Steve Jennings, UK leader of Energy and Utilities at PwC, said: “The UK EV charging market is arguably one of the most advanced in Europe. We have one of the largest EV stocks of any EU country with a large conventional car fleet. We also rank alongside Germany when it comes to the number of publicly accessible fast chargers – an indicator of the UK’s efforts to provide the best service to consumers.

“Therefore, it is essential we retain the momentum of success. We need to nurture the commercial environment that allows multiple business models to flourish and provide a diversity of charging options for customers.”

The sector is already showing early signs of consolidation with BP’s acquisition of Chargemaster earlier this year.

PwC surveyed some of the leading operators in the electric vehicle charging industry alongside interviews with other key stakeholders including transmission companies, electricity suppliers and distribution businesses.

Breakdowns show EV stock has grown by a compound annual growth rate (CAGR) of 89% between 2011 and 2017, virtually doubling year-on-year.

Plug-in hybrid electric vehicles (PHEVs) have driven the bulk of that growth compared to a far smaller number of pure battery electric vehicles (BEVs), the report finds.

But infrastructure is struggling to keep up, growing at half the rate of electric vehicle stock.

The deployment of charge points to date has been strongest across Greater London (22%), Scotland (15%) and the South East (14%), accounting for more than half of all UK EV points.

Generally, a supportive regulatory environment and growth in demand for charging infrastructure has attracted many companies into the space. PwC’s experts have identified at least 60 charge point operators (CPOs) or hardware players in the UK, ranging from electrical conglomerates through to data-focused start-ups.

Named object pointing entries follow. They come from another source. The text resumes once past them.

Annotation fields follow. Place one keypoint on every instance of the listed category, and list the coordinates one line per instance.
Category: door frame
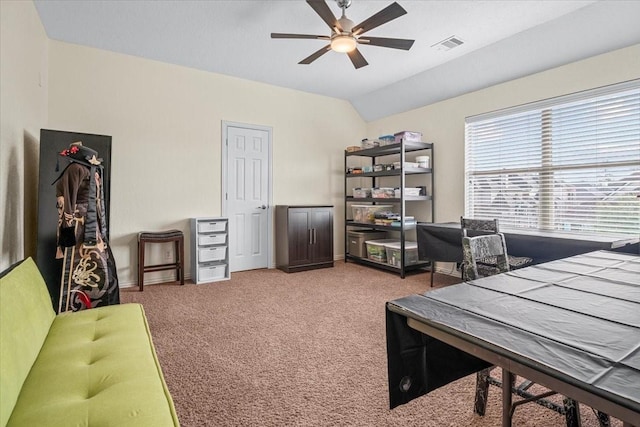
(225, 182)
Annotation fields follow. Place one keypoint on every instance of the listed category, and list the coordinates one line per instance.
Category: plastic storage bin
(408, 136)
(365, 213)
(382, 193)
(408, 192)
(361, 193)
(410, 253)
(377, 250)
(357, 238)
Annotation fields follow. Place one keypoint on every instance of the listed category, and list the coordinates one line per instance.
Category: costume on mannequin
(89, 277)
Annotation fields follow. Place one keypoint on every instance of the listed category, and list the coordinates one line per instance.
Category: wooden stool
(175, 236)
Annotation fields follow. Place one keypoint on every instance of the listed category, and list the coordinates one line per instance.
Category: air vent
(448, 43)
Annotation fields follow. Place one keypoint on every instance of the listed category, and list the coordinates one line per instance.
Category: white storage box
(377, 250)
(423, 161)
(410, 253)
(366, 213)
(212, 226)
(396, 165)
(212, 239)
(408, 192)
(408, 136)
(212, 272)
(357, 239)
(382, 193)
(361, 193)
(215, 253)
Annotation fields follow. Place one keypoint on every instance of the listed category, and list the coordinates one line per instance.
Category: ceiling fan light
(343, 44)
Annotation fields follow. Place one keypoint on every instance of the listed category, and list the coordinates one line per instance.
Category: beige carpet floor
(268, 348)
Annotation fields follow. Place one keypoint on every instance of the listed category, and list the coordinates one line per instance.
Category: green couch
(94, 367)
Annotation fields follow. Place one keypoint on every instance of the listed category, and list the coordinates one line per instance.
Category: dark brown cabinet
(304, 237)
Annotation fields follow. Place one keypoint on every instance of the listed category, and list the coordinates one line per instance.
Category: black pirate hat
(78, 153)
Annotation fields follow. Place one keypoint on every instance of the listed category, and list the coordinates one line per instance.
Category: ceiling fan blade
(298, 36)
(357, 59)
(403, 44)
(309, 59)
(387, 14)
(322, 9)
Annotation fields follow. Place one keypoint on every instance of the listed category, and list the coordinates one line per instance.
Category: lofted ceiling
(503, 40)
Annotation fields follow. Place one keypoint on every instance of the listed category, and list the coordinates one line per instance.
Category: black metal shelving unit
(397, 149)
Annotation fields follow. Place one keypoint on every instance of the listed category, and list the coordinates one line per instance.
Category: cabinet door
(322, 234)
(299, 236)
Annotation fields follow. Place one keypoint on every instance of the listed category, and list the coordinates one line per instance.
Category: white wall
(443, 122)
(23, 111)
(165, 121)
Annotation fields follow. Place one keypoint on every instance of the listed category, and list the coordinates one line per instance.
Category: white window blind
(569, 164)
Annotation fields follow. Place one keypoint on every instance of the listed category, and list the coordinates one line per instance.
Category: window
(569, 164)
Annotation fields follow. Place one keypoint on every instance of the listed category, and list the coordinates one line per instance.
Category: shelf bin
(377, 249)
(410, 253)
(357, 239)
(366, 213)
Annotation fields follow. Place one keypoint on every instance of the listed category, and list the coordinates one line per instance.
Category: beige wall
(165, 121)
(443, 122)
(23, 111)
(166, 126)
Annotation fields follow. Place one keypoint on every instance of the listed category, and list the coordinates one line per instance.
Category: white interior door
(247, 199)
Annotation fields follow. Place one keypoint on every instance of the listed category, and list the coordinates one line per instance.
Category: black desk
(443, 242)
(572, 325)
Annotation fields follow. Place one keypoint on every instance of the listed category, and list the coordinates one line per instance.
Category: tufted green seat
(94, 367)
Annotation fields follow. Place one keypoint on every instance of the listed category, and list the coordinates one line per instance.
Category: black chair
(487, 265)
(492, 246)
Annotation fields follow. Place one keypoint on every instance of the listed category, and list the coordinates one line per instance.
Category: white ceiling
(503, 40)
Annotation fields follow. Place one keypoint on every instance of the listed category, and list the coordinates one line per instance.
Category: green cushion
(25, 317)
(97, 367)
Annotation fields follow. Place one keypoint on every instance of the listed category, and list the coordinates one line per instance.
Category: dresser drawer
(212, 226)
(211, 273)
(212, 239)
(216, 253)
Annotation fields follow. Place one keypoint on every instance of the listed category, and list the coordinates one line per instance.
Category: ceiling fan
(346, 36)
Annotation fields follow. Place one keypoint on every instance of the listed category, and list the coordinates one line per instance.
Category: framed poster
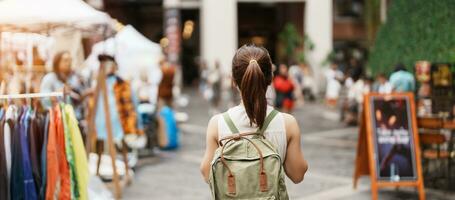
(393, 138)
(388, 149)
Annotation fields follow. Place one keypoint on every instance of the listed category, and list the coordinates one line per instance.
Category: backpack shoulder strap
(230, 123)
(267, 120)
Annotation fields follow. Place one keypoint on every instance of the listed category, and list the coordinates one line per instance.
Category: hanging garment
(10, 114)
(36, 143)
(4, 189)
(100, 118)
(29, 183)
(53, 171)
(80, 156)
(17, 166)
(69, 154)
(65, 184)
(44, 159)
(126, 106)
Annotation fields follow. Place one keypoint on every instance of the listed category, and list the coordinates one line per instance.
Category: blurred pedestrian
(333, 77)
(297, 77)
(382, 85)
(62, 78)
(402, 80)
(252, 73)
(214, 81)
(203, 77)
(355, 99)
(284, 90)
(167, 82)
(309, 84)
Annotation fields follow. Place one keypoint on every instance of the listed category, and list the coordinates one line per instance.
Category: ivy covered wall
(414, 30)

However, with demand likely to pick up as the deadline for phasing out diesel and electric vehicles draws closer, CPOs - especially those looking to capitalise on the home charging sector - will have to balance providing more charging points against the installation costs.

Adrian Del Maestro, director of research at PwC Strategy, said: “Home charging will be a relatively easy segment for charge point operators to develop as EV demand grows. According to our research, the majority of homeowners (78%) have access to off-street parking, so charging at home is straightforward. Moreover, investment costs and regulatory complexity are relatively low, compared to rapid charging – but there is still a long way to go.

“There is still a sizeable proportion of people without access to home charging, so alternative models, from rapid to street lamp charging solutions will need to evolve to meet this demand if the UK is to realise its ambitions as a leader in low carbon transport.

“Currently it costs about £1000 to install a 7 kilowatt slow home charger socket, whereas a 50kW rapid charger is likely to cost upwards of £30,000 a connector."

PwC predicts that home charging will become ‘increasingly more convenient’, while destination charging will become more reliant on the level of footfall it can generate at locations such as supermarkets and leisure centres.

“While the economics of rapid charging are very different to other charging solutions such as home, it does offer consumers the potential to power up their vehicles very quickly and in a way that is similar to filling up traditional internal combustion engines (ICE) vehicles.

“Destination charging is gaining popularity, but in the longer term, figuring out the destinations of the future as shifts in leisure and shopping habits continue will be key to sustaining this segment. As for workplace charging there are clearly opportunities for scaling up and usage especially in terms of car fleets,” added Del Maestro.